In everyday parlance, this is called jumping the gun. The release of APRA’s proposals – virtually in tandem with a detailed new government policy position in an area that has been, and continues to be, fiercely contested in the political arena – is something that we all need to be concerned about. That a regulator should be asked to issue guidelines to legislation, ahead of that legislation being introduced and debated in Parliament, raises serious questions about the integrity of the parliamentary process and whether APRA’s proud tradition of independence is under threat.

While we understand that the current Government came to power with an election promise to review governance arrangements in superannuation, its 26 June announcement went well beyond its previous policy pronouncements, including proposing the removal of equal representation, the cornerstone of default super consumer protection. In this case, the parliamentary process – which involves the persuasion of other political parties on the merits of new policies and allows for robust debate – was particularly important. Not so, it seems to government, which appears to have brought APRA into the process well ahead of what would normally be expected.

As it transpired, it took until September 2015 for the government’s legislation to be introduced to Federal Parliament, with some changes to the originally released draft Bill. Furthermore, the Opposition and other political parties have flagged their intention to oppose the legislation.

We do not know that the independence of APRA has been compromised.  However, it is important for the integrity of the system and its effective regulation that there be no perception of collaboration between the regulator and executive government in relation to measures that have not been tested by Parliament and which are not yet law. Similarly, it shouldn’t look like the government is expecting too much of the regulator at an inappropriate time in the legislative process.

In this case, APRA should explain its reasoning behind the early release of its governance proposals and clearly articulate why these do not compromise its independence.

Operational independence

One of the key elements of the successful and effective system of financial regulation in Australia is operational independence from the regulators in relation to executive government, and adherence to their own sound governance framework.

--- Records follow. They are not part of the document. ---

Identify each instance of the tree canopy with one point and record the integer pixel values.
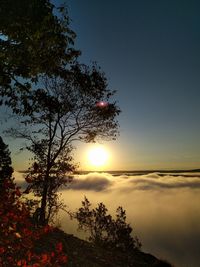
(35, 39)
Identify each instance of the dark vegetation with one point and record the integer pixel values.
(55, 98)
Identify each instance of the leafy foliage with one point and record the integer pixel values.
(38, 41)
(18, 234)
(63, 111)
(103, 229)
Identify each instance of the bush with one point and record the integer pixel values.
(103, 229)
(18, 236)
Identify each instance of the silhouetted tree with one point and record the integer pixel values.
(103, 229)
(64, 110)
(5, 163)
(35, 39)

The widespread support for APRA as a standalone regulator was reflected in the final report of the Financial System Inquiry.

In APRA’s own submission to the FSI, it confirmed its substantial independence from government but noted that over time, this has been eroded by constraints on its prudential, operational and financial flexibility.

AIST strongly agrees with the conclusion reached by both APRA and the FSI that independence of financial regulators should be maximised to the greatest extent possible, with appropriate accountability mechanisms to provide the necessary checks and balances.

The issue of APRA’s independence is also of relevance to the recent debate about the possible extension of the regulator’s powers in relation to the authorisation of MySuper products, such that it could effectively replace the Fair Work Commission’s role in the selection of default superannuation powers. While this is conjecture at this point, there is a real risk that a perception of APRA’s non-independence could arise if it were to release proposals about such moves while another legislative structure for the selection of default funds is still in place.

It is vital that the regulatory structure ensures APRA does not exercise powers that go beyond those contemplated and granted by Parliament. Furthermore, APRA must be protected from ministers (of all political persuasions) who might want to exert pressure on an independent regulator to conform to measures that are not yet law.